Ocean floor could store century of US carbon emissions

Alok Jha, science correspondent
guardian.co.uk,
Monday July 14, 2008

A century's worth of future carbon dioxide emissions from the US could be stored securely in a layer of undersea rocks within easy reach of the west coast of the continent, according to a new study.
The Juan de Fuca plate, which comprises the ocean floor a few hundred kilometres from the coasts of Washington and Oregon, contains layers of basalt that geologists think might be suitable for long-term sequestration of CO2 as part of a carbon capture and storage (CCS) system.
CCS is a set of technologies to trap, transport and bury the carbon dioxide from power stations and factories in underground locations such as abandoned oil fields or deep aquifers. Estimates suggest the technique could prevent up to 90% of the greenhouse gas emissions from major emitters being locked away, so preventing global warming.
But "the effectiveness of these methods for CO2 sequestration depends strongly on the reservoir capacity, retention time, stability, and risk for leakage," notes David Goldberg of the Lamont-Doherty Earth Observatory at Columbia University in New York, in the latest edition of the journal Proceedings of the National Academy of Sciences.
Using data from previous geological surveys and drilling studies, Goldberg led a team that estimated there was an area of 78,000 km2 of suitable undersea aquifers on the Juan de Fuca plate.
The team said that the basaltic geology of the Juan de Fuca plate meant that two methods could be used to store CO2 in the long term: physical trapping and geochemical trapping. The first involves burying the gas under layers of rock that have low or zero permeability: this means the gas is physically blocked from bubbling back to the surface. The second method, also known as mineral trapping, involves CO2 reacting with the rocks into which it is injected to make stable, solid minerals such as carbonates.
Goldberg's criteria for suitable burial sites included the aquifers being under at least 2,700m of water and covered by 200m or more of sediment. At this deep level CO2 liquifies and is denser than sea water, so even if a leak were possible, it should not rise to the surface.

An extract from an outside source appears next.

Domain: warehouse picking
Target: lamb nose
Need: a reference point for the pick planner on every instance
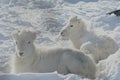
(61, 33)
(21, 53)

The region identified could potentially store around 208bn tonnes of liquefied CO2, the researchers said, a figure that could rise to 250bn tonnes depending on how much of the gas reacted with the rocks to form carbonates.
At the current annual emission rate of 1.7bn tonnes of carbon a year by the US, the researchers estimated that the Juan de Fuca plate would provide sufficient capacity for 122–147 years.
Andy Chadwick, team leader for CO2 storage research at the British Geological Survey, said that, though the basalt that makes up the Juan de Fuca plate was technically suitable for storing carbon dioxide, there were several unknowns that needed investigation before scientists could conclude it was a secure place for CO2 storage.
He said that, for example, Goldberg's team was relying on finding fractures in the basalt to physically pump in and store the CO2. "These fractures they're depending on for the storage capacity may also be connected to the surface or the seabed and would provide leakage pathways," said Chadwick.
It would be technically very difficult to analyse the basalt in sufficient detail to find all the fractures and ensure they were secure. For now, he said, depleted oil and gas fields were a better option for CCS systems. "They are the easiest targets because they are well-characterised and we know they are good geological fields.
"The only problems are they have lots of wells made through them and it's the man-made wells that would provide the greatest hazards of leakage. But they are certainly preferable at the moment to putting CO2 into basalt."
Goldberg himself notes that, even if further study confirms the Juan de Fuca plate as a suitable location for storing carbon, challenges remain in establishing the necessary infrastructure. Pipelines would be needed to transport the CO2, they would need to be maintained and monitoring systems would need to watch for leakages – all of which remains to be costed.